Jon Matte se définit comme celui qui «donne le style et supervise la production» du groupe.

The Franklin Electric: tous pour un

Jon Matte est un artiste qui accorde beaucoup d’attention à la chimie au sein de son groupe musical. Si les membres de la formation indie folk The Franklin Electric, qu’il a fondée en 2012, n’ont pas toujours été les mêmes au fil du temps, c’est lui qui en reste le cœur et l’âme.

«C’est un collectif de musiciens qui tourne, mais c’est moi qui donne le style et supervise la production», souligne Matte, chanteur et guitariste du band qui a vu défiler huit compagnons de scène depuis ses débuts. Ken Pressé, Martin Desrosby et Adam Passalacqua sont ceux qui font équipe aujourd’hui avec lui.

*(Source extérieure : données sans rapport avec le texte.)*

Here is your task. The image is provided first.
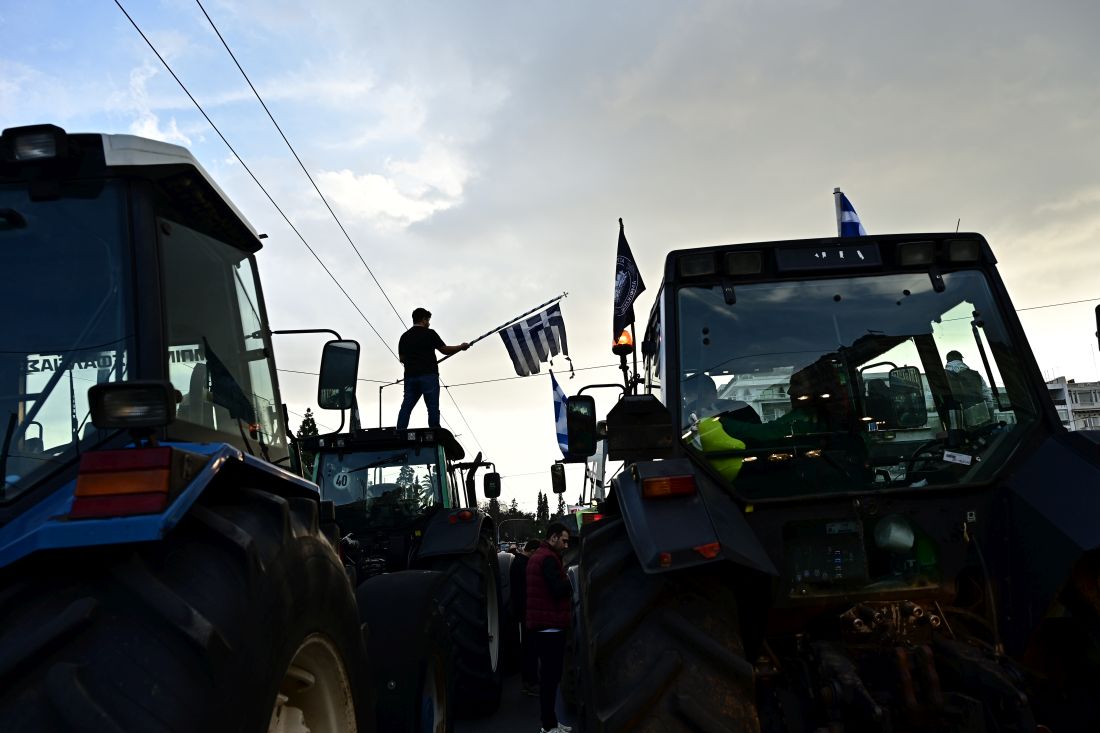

L’entrevue par téléphone a été réalisée à la mi-juillet, alors que Matte se trouvait aux Îles-de-la-Madeleine pour un spectacle «de réchauffement» en vue de la tournée du groupe prévue à l’automne. Après une baignade dans la baie Old-Harry, c’est depuis le sommet d’une falaise, avec (évidemment) de forts vents venant gêner la conversation, que le chanteur raconte la genèse de son groupe, dans les deux langues officielles du pays. 

Les magnifiques paysages madelinots lui serviront sûrement d’inspiration, lui qui se décrit comme quelqu’un de «très philosophique, une sorte de penseur existentiel». C’est à partir de ses réflexions, puisées à même ses «émotions de tous les jours», qu’il compose ses airs accrocheurs. Dans sa musique, on devine un petit quelque chose à la Damien Rice.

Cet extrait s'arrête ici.